Поузи почувствовала, как ее настроение улучшается, облака рассеиваются и на горизонте появляются огни маяка, которые светят ей одной, согревая ее и направляя к островку счастья и забвения, предназначенному только для нее. Утром все снова будет плохо, но сейчас все можно. Вот такие они, лыжные курорты.
Он отложил газету в сторону с таким видом, словно не собирался сопротивляться изменению программы.
— Мы могли бы потанцевать, — предложил он. — Это не так опасно, как кататься на лыжах.
Поузи не была так уж уверена в этом, но согласилась. Они поднялись и прошли несколько шагов до того места в центре зала, которое было свободно от стульев и напротив которого расположились музыканты. Несколько пар танцевали, но когда Поузи и Эмиль подошли к ним, чтобы присоединиться, музыканты перестали играть тирольскую польку и ушли на перерыв. Он взял ее за руку и отвел на прежнее место. Даже легкого прикосновения к плечу было достаточно, чтобы она почувствовала, что ей не хватает воздуха.

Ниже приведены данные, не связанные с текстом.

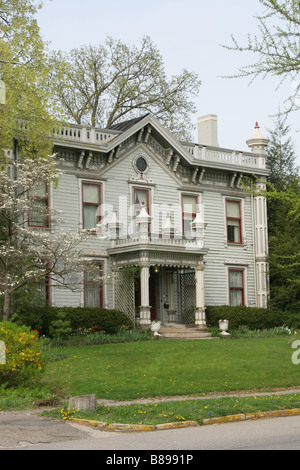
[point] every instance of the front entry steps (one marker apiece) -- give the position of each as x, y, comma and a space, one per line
177, 331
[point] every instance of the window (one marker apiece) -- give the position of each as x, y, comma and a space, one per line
236, 287
42, 291
234, 226
141, 199
189, 209
38, 215
93, 286
91, 200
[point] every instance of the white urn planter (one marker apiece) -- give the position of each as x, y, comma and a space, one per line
155, 327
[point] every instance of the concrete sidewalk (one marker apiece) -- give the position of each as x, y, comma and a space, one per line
22, 428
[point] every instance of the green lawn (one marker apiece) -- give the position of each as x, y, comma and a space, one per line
146, 369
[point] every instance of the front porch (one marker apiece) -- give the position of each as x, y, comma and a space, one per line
160, 286
168, 285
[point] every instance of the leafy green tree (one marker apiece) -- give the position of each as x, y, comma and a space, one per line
283, 193
101, 85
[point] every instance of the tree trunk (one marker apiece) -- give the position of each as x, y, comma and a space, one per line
6, 306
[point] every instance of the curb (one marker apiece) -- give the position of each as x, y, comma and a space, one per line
225, 419
252, 416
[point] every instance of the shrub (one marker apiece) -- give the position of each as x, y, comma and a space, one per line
60, 328
41, 318
23, 358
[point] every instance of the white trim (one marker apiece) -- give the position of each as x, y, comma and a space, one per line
237, 267
241, 200
88, 180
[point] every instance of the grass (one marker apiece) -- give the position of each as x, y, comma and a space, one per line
141, 369
128, 371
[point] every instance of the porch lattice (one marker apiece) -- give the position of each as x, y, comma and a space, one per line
125, 294
187, 297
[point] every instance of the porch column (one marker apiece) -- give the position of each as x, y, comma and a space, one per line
200, 320
145, 314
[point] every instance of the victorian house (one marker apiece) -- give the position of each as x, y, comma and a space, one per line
172, 225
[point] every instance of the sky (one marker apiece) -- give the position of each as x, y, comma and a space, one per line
189, 35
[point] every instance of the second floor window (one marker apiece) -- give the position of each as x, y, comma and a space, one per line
189, 209
233, 220
38, 215
93, 286
91, 200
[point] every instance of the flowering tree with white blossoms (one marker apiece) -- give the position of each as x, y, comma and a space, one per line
31, 254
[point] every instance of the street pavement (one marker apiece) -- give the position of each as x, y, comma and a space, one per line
27, 430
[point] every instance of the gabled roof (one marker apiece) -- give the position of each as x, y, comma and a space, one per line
125, 125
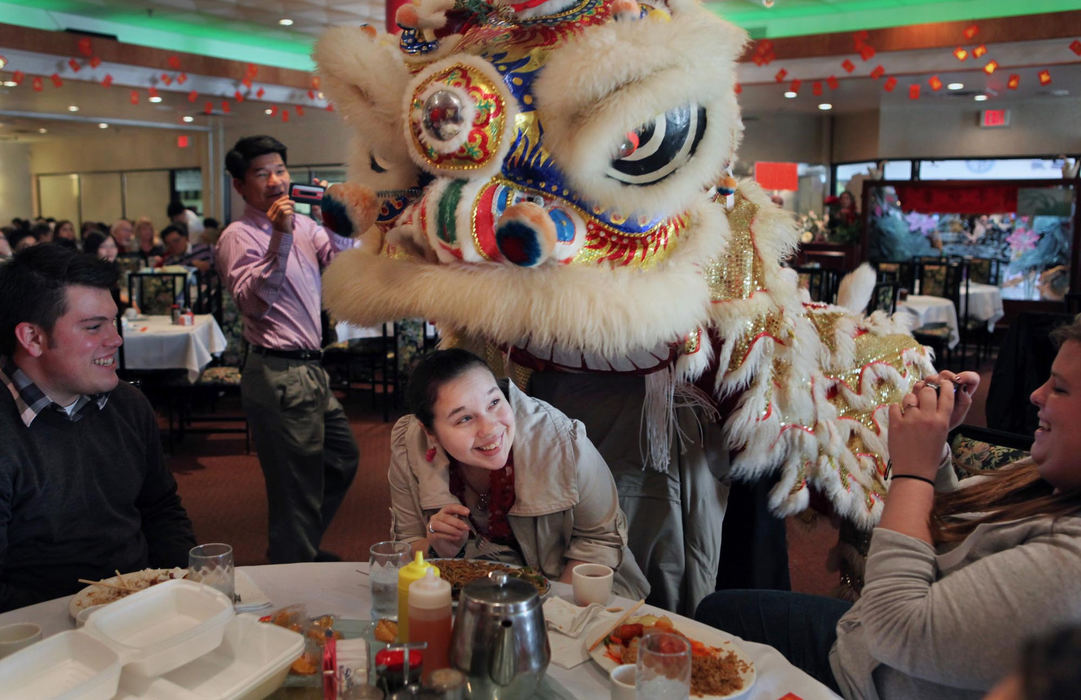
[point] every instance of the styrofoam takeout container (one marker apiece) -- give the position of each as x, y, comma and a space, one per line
69, 665
163, 627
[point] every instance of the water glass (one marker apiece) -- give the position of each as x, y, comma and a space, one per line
212, 564
664, 667
386, 559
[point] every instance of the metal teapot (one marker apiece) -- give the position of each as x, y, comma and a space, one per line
499, 640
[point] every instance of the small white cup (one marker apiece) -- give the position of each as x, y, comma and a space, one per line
591, 583
623, 682
15, 636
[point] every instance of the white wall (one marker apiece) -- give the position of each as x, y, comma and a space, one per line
16, 198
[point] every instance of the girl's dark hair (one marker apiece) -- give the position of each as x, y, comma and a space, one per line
430, 374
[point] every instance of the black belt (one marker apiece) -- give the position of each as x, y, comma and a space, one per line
306, 355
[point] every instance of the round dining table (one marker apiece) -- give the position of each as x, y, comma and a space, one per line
343, 589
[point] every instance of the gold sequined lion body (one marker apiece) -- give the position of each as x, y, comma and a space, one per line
546, 172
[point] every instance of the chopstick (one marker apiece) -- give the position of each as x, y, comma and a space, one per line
619, 620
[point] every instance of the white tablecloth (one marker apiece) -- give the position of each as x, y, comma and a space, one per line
155, 342
341, 590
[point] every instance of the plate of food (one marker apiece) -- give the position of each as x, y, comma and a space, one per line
461, 571
120, 586
719, 668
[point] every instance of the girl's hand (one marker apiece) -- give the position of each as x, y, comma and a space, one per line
448, 530
919, 427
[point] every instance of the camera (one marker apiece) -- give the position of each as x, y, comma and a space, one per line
306, 193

— Вы кто, футболист? — высказала она догадку.
В тот момент, когда он повел ее танцевать, она обратила внимание на его силу и гибкость. По-видимому, она не могла бы сказать ничего такого, что больше польстило бы ему. Какое-то мгновение на его лице безошибочно читалось выражение довольства и тщеславия, которое затем сменилось скромным отрицанием.
— Я учитель, — сказал он, — и, некоторым образом, журналист.
Она ни за что не скажет ему, что работает экспертом по изучению кредитоспособности в сети магазинов нижнего белья. Она даже не скажет ему своей фамилии.
— Какой учитель?
— Я преподаю в одном парижском университете, который называется «Сайенсиз По».
— А я как раз в прошлом году окончила университет.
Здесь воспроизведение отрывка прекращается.